I finished 8 books on my vacation (including the aforementioned Killing Kennedy).  Two favorites were Shucked: Life on a New England Oyster Farm and The Sharper Your Knife, the Less You Cry: Love, Laughter, and Tears at the World’s Most Famous Cooking School.  Both of these books are memoirs of women who left their normal life and decided to do something crazy, something that they’ve always wanted to do: working on an oyster farm and going to Le Cordon Bleu in Paris, respectively.  I really enjoyed these books, because I love memoir and because I highly identified with stories of crazy life change. Shucked, I happened to find on Anthropologie’s Instagram.  Yes, that’s weird, but it had a pretty cover and hey I judge books by their covers.  Let’s face it, I love memoirs, and I wish I had brought a dozen more.

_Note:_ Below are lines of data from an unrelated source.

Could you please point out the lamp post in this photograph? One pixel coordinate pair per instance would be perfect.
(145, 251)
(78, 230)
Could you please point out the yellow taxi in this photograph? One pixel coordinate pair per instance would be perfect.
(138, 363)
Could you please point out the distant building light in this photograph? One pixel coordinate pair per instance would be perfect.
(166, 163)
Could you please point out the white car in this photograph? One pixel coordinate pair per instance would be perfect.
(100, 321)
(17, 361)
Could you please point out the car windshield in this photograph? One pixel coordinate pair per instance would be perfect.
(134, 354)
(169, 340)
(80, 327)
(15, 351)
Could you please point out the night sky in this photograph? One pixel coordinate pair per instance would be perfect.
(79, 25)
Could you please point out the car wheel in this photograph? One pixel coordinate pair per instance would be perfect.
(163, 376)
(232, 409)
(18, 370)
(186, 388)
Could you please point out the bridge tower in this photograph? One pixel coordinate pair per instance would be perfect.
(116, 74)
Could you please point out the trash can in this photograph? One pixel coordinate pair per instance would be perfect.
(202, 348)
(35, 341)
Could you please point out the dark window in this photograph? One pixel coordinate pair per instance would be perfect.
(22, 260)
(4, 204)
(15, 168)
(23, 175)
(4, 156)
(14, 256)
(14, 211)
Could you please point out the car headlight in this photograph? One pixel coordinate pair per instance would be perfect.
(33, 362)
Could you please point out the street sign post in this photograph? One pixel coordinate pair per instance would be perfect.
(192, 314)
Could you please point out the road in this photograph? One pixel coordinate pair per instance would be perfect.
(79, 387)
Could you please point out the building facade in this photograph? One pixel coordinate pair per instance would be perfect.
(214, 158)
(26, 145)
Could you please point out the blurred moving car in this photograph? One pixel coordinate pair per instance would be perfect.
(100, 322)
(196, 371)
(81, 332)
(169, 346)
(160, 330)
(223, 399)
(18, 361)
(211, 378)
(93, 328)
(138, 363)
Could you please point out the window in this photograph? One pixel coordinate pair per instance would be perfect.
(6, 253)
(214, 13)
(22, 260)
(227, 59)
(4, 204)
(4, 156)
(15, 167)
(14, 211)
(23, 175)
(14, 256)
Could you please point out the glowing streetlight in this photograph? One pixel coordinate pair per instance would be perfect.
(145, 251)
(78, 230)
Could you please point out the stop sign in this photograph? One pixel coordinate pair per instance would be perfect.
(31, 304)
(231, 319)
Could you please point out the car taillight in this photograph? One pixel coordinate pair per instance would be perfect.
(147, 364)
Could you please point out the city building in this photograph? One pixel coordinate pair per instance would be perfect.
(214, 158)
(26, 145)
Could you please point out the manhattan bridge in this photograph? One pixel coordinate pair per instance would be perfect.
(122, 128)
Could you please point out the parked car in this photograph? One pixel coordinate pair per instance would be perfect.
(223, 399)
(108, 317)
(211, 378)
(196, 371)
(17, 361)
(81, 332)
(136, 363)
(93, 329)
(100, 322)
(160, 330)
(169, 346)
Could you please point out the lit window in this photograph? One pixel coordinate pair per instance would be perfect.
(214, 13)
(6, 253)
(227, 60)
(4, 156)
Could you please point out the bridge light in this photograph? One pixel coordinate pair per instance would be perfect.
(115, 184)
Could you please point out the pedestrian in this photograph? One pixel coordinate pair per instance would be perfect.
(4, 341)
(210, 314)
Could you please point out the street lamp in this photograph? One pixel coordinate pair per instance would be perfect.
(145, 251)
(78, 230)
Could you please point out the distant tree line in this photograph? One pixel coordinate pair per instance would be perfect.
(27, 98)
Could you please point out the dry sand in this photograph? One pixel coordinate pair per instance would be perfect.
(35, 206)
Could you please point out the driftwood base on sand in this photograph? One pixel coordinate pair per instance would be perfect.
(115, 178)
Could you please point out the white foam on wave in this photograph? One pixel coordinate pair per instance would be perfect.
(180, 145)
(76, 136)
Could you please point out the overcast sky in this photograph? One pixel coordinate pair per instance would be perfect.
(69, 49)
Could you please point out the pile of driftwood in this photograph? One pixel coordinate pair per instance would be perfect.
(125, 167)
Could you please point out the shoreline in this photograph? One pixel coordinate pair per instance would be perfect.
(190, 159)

When I last went to Mexico, I read America’s Women: 400 Years of Dolls, Drudges, Helpmates and Heroines by Gail Collins, which detailed the history of women in America for its first 400 years, up until about the 60’s. Somehow, I had no idea she had also written a “sequel”about the incredible changes for women since 1960, When Everything Changed The Amazing Journey of American Women from 1960 to the Present.  I highly recommend both of these books if you enjoy history.  Neither are action-packed, but they’re fascinating.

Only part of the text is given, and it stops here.